The apostle continues with a reference to the "great Shepherd of the sheep." This evokes images of guidance, care, and watchfulness by One who never sleeps or grows weary (Psalm 121:4; Isaiah 40:28). God not only wields all the power in the universe, but He does so for the benefit of individuals whom He knows personally. Because of the Shepherd's care for His sheep, He lays down His life for them—He has already demonstrated how far He is willing to go for those whom the Father has given to Him (John 10:11, 15; 15:13). As Jesus says of His sheep in John 10:28, "I give them eternal life, and they shall never perish; neither shall anyone snatch them out of My hand."

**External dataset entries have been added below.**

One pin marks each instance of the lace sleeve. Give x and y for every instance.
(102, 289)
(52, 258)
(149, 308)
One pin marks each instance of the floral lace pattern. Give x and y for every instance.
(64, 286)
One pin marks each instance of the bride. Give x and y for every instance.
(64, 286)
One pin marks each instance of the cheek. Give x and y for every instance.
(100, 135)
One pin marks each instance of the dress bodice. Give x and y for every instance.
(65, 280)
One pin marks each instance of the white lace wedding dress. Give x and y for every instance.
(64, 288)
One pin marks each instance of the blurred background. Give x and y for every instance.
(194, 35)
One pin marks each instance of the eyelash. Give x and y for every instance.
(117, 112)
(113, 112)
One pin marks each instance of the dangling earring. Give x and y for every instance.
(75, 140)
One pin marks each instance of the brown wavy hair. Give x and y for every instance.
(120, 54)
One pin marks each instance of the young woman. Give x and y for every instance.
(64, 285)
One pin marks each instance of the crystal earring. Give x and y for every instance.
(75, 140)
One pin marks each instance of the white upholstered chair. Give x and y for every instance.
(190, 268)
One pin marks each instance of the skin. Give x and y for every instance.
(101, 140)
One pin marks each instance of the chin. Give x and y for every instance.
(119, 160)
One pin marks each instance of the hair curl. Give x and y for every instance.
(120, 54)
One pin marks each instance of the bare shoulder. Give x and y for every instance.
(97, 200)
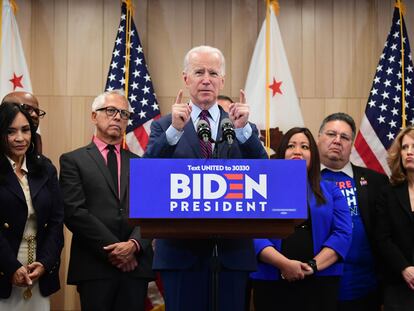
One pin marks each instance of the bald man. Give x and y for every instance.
(31, 104)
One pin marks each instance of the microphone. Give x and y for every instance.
(203, 131)
(227, 128)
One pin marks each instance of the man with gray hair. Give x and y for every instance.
(185, 265)
(359, 284)
(109, 263)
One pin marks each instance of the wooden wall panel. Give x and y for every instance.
(333, 47)
(60, 49)
(344, 44)
(324, 44)
(24, 21)
(290, 24)
(170, 24)
(242, 40)
(85, 37)
(42, 46)
(308, 49)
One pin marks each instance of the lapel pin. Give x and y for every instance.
(363, 181)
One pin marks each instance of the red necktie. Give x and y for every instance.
(112, 164)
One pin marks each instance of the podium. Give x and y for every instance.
(246, 198)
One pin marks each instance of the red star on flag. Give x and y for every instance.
(17, 81)
(275, 86)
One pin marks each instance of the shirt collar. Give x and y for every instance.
(347, 169)
(102, 145)
(13, 164)
(214, 112)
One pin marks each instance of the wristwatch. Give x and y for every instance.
(312, 264)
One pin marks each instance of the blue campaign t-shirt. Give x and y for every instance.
(359, 275)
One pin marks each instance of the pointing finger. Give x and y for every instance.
(242, 97)
(179, 97)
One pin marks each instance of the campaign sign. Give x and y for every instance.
(218, 188)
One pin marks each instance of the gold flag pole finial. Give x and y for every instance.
(401, 7)
(399, 4)
(129, 4)
(275, 6)
(14, 6)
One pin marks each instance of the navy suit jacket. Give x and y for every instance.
(47, 203)
(97, 216)
(236, 254)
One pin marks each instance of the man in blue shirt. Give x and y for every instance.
(359, 287)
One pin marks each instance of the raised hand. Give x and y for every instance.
(181, 112)
(239, 112)
(21, 277)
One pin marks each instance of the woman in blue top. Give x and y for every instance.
(301, 272)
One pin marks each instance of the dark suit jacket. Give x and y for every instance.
(236, 254)
(96, 216)
(395, 230)
(47, 203)
(368, 183)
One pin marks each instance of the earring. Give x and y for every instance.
(31, 149)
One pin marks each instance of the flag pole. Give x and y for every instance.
(267, 139)
(128, 17)
(399, 5)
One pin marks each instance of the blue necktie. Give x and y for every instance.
(206, 147)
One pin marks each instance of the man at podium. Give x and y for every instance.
(185, 265)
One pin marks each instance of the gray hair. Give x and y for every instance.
(205, 49)
(339, 116)
(99, 100)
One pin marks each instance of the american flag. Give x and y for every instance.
(136, 77)
(384, 114)
(136, 81)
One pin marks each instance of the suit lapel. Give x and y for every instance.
(362, 195)
(124, 172)
(97, 157)
(14, 186)
(403, 196)
(36, 183)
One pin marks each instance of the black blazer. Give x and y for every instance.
(237, 254)
(97, 216)
(368, 183)
(395, 230)
(47, 203)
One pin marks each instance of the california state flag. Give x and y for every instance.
(14, 75)
(284, 110)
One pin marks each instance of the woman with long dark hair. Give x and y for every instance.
(31, 216)
(302, 271)
(395, 225)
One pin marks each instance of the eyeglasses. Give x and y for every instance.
(112, 111)
(342, 136)
(30, 109)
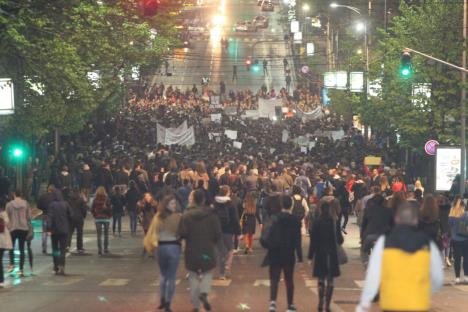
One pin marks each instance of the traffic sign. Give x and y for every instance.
(430, 147)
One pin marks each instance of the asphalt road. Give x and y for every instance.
(207, 58)
(125, 281)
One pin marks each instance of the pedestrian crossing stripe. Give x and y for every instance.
(63, 282)
(265, 283)
(360, 284)
(115, 282)
(221, 283)
(157, 283)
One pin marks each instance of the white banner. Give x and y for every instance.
(231, 134)
(216, 118)
(182, 135)
(266, 108)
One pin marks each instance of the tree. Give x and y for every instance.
(50, 49)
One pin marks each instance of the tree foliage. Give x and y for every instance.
(49, 48)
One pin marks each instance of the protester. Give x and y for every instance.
(43, 204)
(102, 212)
(117, 202)
(324, 240)
(19, 216)
(59, 214)
(5, 238)
(79, 209)
(162, 234)
(377, 221)
(249, 219)
(230, 227)
(131, 200)
(201, 230)
(458, 215)
(405, 252)
(282, 252)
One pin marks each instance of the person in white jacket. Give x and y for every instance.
(5, 240)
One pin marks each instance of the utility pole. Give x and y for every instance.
(463, 106)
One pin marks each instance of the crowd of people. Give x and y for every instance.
(210, 195)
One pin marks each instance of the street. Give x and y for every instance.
(125, 281)
(207, 58)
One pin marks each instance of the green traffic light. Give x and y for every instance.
(17, 152)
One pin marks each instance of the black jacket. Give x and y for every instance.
(201, 230)
(59, 214)
(377, 218)
(289, 228)
(324, 239)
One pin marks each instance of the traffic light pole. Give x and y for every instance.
(463, 70)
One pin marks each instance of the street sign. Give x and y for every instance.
(7, 97)
(431, 147)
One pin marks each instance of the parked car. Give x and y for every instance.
(247, 26)
(260, 21)
(267, 6)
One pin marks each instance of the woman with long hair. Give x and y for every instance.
(444, 210)
(162, 234)
(324, 240)
(429, 221)
(102, 212)
(460, 243)
(248, 220)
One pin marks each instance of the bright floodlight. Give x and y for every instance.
(360, 26)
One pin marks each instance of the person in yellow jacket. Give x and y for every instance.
(162, 234)
(405, 267)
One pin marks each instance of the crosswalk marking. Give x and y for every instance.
(157, 283)
(64, 282)
(115, 282)
(265, 283)
(221, 283)
(360, 284)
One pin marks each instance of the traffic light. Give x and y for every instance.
(256, 66)
(406, 69)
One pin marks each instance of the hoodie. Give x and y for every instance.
(227, 215)
(19, 214)
(59, 214)
(201, 230)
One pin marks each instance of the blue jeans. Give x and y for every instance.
(168, 260)
(133, 221)
(117, 221)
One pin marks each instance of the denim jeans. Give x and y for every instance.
(133, 221)
(117, 221)
(59, 245)
(99, 226)
(200, 283)
(168, 260)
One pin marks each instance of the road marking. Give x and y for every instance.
(462, 287)
(157, 283)
(115, 282)
(360, 284)
(65, 282)
(221, 283)
(265, 283)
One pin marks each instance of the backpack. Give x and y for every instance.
(270, 237)
(298, 209)
(222, 211)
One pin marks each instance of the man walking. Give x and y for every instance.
(405, 267)
(59, 214)
(201, 230)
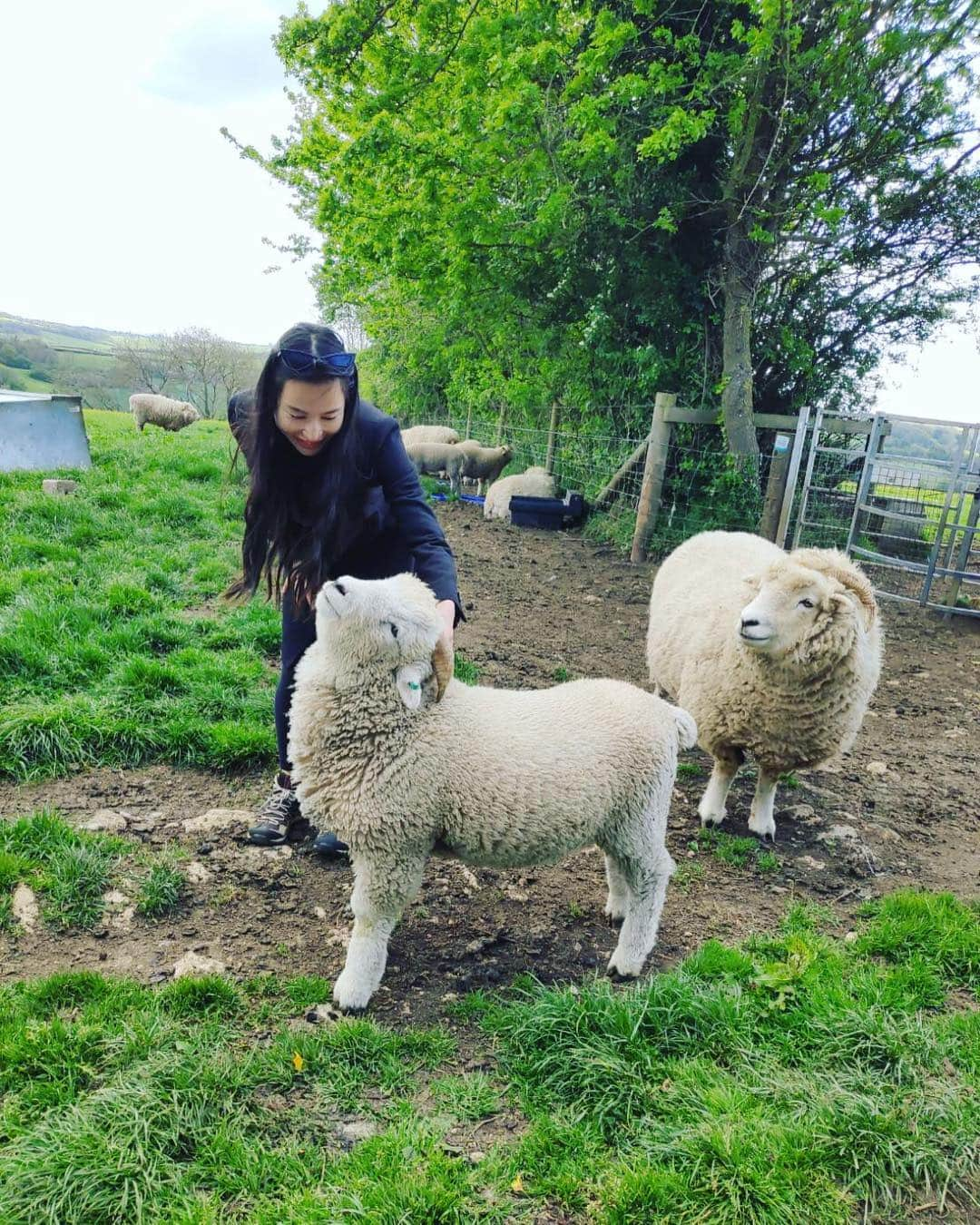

Finally, Paul brings in the precious blood of infinite worth, which not only cleanses us of sin, but is also the ink Christ used to sign the covenant, with all of its promises. On His final Passover, as He passed the cup, Jesus tells the disciples, "This is My blood of the new covenant, which is shed for many" (Matthew 26:28). He gave His life to demonstrate His seriousness and solid commitment to the covenant, an agreement between God and His chosen ones in which He does nearly everything (Hebrews 8:10-12).

In that covenant, He essentially asks us to yield to His work in our lives, and in return, He faithfully promises to engrave His way of life—the way He lives!—on our hearts (Jeremiah 31:33; Hebrews 10:16). He guarantees us that He will be our God, and we will be His people (I Peter 2:10; Hosea 2:23). He assures us that we will know Him, which is the essence of eternal life (John 17:3). And He declares that He will take care of the problem of sin (Isaiah 27:9; Romans 11:27), the source of all of our problems, since it separates us from the Source of all good (Isaiah 59:2).

After Paul pulls all these overwhelming, divine elements together, he writes, "May [this] God . . . make you complete in every good work to do His will." While His will can include many particulars, His overriding purpose is to create man in His image (Genesis 1:26). He will make us complete in every good work, so that He can complete His good work. Our work is to believe, with all that entails (John 6:29).

Among the greatest challenges we face is not to let a bad snapshot—or even a whole progression of them—convince us that the journey is not worth continuing to its end. When God is finished with His good work, we will be able to see the whole picture. We will finally see how all the snapshots fit perfectly into place.